Saturday

Osama Bin Laden is dead


May 3, 2011

There are few stand out moments in your life when you can say “I was there when…”.
Where I was when I heard Princess Diana had died was definitely one of those moments, as was my whereabouts when news broke of the 9/11 attacks.
The events of Sunday night and indeed yesterday certainly fit into that mould.
I was in Afghanistan when the world’s most wanted man, Osama Bin Laden, was finally found after a 10-year cat-and-mouse chase around the Middle East.


Surreal scenes

When I walked into the office on Monday morning I, like presumably so many other people around the world, had to do a double-take of the images and words on the television screen.




It didn’t seem real. A day later and it still seems surreal.
The internet has been ablaze with speculation over his death for years now. And now the iconic figure of terror is dead?
Had he really been killed? Or was it a sneaky PR stunt by the US following the Taliban’s announcement of its spring offensive the day prior?
Some of the commandos I spoke to yesterday seemed cynical about the whole thing.
“It’s the whole Elvis thing all over again,” remarked one.
Working in a newsroom we have been bombarded with updates on our TV screens and computer screens.
But in a morbid way all we have been waiting for is an actual image of Bin Laden dead.
Earlier yesterday Pakistan TV broadcast pictures claiming to be of his mutilated face.
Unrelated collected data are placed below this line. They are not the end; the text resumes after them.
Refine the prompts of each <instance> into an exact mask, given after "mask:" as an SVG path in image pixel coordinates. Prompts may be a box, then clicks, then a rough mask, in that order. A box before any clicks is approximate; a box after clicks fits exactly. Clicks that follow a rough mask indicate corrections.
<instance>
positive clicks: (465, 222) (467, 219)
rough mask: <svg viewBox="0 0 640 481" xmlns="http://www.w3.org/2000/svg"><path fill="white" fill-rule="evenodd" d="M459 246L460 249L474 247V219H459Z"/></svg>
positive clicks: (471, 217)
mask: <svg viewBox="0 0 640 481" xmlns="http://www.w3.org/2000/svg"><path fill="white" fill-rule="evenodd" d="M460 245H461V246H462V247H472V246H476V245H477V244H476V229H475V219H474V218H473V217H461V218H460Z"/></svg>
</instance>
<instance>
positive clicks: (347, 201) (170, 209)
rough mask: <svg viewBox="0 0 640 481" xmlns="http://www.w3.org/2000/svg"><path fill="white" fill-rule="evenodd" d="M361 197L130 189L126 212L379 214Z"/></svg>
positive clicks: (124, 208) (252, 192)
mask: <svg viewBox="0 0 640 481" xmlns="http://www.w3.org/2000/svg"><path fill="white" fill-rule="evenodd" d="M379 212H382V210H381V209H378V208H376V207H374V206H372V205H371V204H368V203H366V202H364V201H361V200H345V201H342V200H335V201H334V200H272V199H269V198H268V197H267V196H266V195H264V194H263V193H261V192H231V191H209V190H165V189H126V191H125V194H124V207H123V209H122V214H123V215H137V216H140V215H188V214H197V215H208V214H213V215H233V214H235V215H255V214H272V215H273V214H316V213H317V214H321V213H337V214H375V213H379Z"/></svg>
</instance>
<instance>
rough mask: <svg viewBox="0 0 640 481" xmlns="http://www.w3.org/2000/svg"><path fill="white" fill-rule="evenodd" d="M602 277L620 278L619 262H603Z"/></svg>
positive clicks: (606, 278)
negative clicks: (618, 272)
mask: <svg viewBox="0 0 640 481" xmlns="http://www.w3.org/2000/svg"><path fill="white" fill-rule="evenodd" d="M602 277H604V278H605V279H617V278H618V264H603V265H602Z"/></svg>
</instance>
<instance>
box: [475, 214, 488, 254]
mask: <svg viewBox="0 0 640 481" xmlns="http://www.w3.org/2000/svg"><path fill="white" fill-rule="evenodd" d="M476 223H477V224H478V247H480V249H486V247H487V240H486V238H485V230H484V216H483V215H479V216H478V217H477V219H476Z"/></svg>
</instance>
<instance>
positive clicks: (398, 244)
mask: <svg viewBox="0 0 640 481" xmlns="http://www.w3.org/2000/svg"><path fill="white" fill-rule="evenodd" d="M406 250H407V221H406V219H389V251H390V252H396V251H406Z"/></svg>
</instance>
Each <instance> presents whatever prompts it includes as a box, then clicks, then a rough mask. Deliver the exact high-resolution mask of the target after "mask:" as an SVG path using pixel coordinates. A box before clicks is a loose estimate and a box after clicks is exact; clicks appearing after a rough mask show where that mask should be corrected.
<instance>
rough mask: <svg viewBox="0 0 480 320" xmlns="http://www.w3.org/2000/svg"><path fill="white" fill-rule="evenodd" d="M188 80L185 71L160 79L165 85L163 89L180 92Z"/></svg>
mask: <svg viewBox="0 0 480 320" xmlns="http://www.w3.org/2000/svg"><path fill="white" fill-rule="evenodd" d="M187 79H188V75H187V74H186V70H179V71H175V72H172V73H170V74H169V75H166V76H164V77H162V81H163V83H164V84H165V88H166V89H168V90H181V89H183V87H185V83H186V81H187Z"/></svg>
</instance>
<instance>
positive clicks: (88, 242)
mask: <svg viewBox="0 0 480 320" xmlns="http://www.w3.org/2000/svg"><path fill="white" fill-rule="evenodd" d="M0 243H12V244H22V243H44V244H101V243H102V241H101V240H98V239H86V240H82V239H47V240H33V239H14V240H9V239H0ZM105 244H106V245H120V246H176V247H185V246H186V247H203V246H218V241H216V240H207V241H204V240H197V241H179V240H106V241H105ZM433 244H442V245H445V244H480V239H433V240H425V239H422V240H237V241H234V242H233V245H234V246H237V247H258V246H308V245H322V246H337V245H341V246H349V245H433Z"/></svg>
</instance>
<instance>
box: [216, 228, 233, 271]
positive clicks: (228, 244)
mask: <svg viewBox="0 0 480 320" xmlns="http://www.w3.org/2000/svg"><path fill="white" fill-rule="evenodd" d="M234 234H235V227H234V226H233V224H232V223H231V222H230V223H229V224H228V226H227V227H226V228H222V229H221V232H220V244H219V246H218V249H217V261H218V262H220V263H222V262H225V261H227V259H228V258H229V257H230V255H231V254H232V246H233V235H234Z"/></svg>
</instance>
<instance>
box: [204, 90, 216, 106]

But then within minutes of the footage being shown, eagle-eyed web users found a photo of Bin Laden and put them alongside the broadcast image.
Guess what? His teeth and beard appeared to be exactly the same – as did his profile in the photograph.
So it appeared to be a fake.
Okay so we’ve heard that the US does have pictures of the man dead, and indeed helmet camera footage of the moment he was killed.
But I think we need to see it to know for sure that it is for real.
The US has announced that dental records and face recognition (by his wife) have proved that it is him, but I think the world needs further proof.
There has also been plenty of debate over why he was ‘buried’ at sea.
Question: Would you really want to bury him on land in Saudi Arabia, Pakistan or Afghanistan thus creating a shrine?
Martyrdom is something which has got to be avoided if it can be.
Aside from that we’ve been asked a great many times in the last 24 hours whether his death means I will be coming home early from BFBS reporting duties here in Afghan?
Afraid not.
There is still as much work to be done here as there was on Saturday.
I’m told if you cut off a chicken’s head its body still runs around the place flapping.
I think it’s the same principle with regard to Bin Laden and the crazed Al Qaeda insurgents.
Bin Laden was Al Qaeda’s founder. But he wasn’t actively fighting our boys and girls on the ground. If you like he was the spiritual leader of the insurgents.
They’re still out there, and they won’t stop overnight.
Nothing has changed with regard to operational intent and purpose in Afghanistan.
If anything the widely publicized pictures of the Americans celebrating the announcement of Bin Laden’s death has only fuelled hatred towards coalition forces.
You can’t help but feel a hornet’s nest has just been kicked over and there is a swarm coming.